天満の引き締まった表情を見た朔は、この問題については真剣に取り組まなければならないと腰を据えて天叢雲を脇に置いて縁側に座るよう促した。


「もう来る。何故乗り込んでくるのかは言わなくても分かるだろう」


「追い返さない…ということですね?」


「雛乃の問題についてははっきり白黒つけた方がいい。しかし…また粘着されているんだな。お前の気が休まることがないから俺はそれを心配している」


相変わらずの心配性。

天満は朔の心情を推し量り、隣に座って小さく頭を下げた。


「僕のことはいいんです。いや…僕も幸せになりたいけど、せっかく雛ちゃんとまた出会えたんだから、次こそは…次こそは、雛ちゃんが僕を好いてくれるなら、幸せにしてやりたいと思うんです」


「雛乃はもうお前に惚れ切っている。

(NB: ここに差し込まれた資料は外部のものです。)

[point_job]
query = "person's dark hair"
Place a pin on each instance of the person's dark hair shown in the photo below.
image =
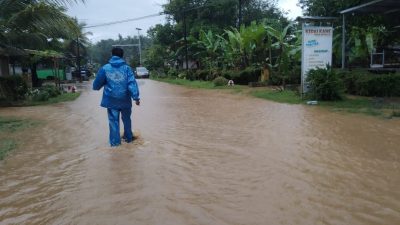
(117, 52)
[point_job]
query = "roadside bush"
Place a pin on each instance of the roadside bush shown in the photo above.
(367, 84)
(53, 91)
(220, 81)
(13, 88)
(324, 84)
(38, 95)
(172, 72)
(243, 77)
(202, 74)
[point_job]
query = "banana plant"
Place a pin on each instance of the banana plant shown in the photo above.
(285, 50)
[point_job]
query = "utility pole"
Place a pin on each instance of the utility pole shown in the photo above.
(185, 38)
(240, 13)
(78, 60)
(140, 47)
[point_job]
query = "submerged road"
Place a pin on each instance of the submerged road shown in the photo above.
(203, 158)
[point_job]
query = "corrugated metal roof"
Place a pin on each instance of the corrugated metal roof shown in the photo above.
(377, 6)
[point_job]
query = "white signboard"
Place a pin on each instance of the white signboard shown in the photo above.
(316, 50)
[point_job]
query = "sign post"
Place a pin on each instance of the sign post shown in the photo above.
(316, 50)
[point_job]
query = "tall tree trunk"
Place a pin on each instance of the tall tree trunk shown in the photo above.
(35, 79)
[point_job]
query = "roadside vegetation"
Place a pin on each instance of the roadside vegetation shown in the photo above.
(264, 49)
(33, 35)
(14, 92)
(338, 100)
(9, 130)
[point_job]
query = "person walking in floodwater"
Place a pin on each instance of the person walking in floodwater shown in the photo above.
(119, 87)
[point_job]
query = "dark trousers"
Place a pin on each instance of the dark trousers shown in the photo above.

さっきも手に触れていたな?お前が手を出してくるのを待っているんじゃないのか?」


やや頬を赤らめた天満の純情な反応にぐりぐり頭を撫でて立ち上がった朔は、目尻を下げたもののすぐきっと唇を引き締めて断言した。


「うちとしては全力で取り掛かる。お前もそうしろ。吉祥とやらはここに招いて完膚なきまでに雛乃を諦めさせる」


朔と共に頷いた雪男に頷き返した天満は、その夜雛乃に経緯を話した。

ここにやって来ると聞いてまた青ざめた雛乃だったが――天満の傍に居ると心が落ち着いて、全てを委ねることに決めた。


「主さまに申し訳ないです。私みたいな主さまのお力になれない小さな存在に目をかけて頂いて…」


「小さいも大きいも関係ないよ。うちが保護すると決めたからには絶対に守り切るから」


「天様…どうしてそこまでして下さるんですか…?」


――雛乃の潤んだ目は、恋をしてくれている目に思えた。

今まで遠慮して雛乃の部屋は進んで入ったことはなかったが…もう遠慮はしないと決めた。


「…なんでだと思う?」


「そんな…そんな聞き方は…卑怯です…」


肩から零れ落ちた雛乃の黒髪を指で梳くって口元に引き寄せた。

目が合い、言葉もなく見つめ合い、手を伸ばして雛乃の腰に触れた。


「抱きしめても…いい?」


「……はい…」


ゆっくり抱き寄せた雛乃の身体は緊張で固くなっていたが、久々に得た温もりとその香りに――牙が疼いた。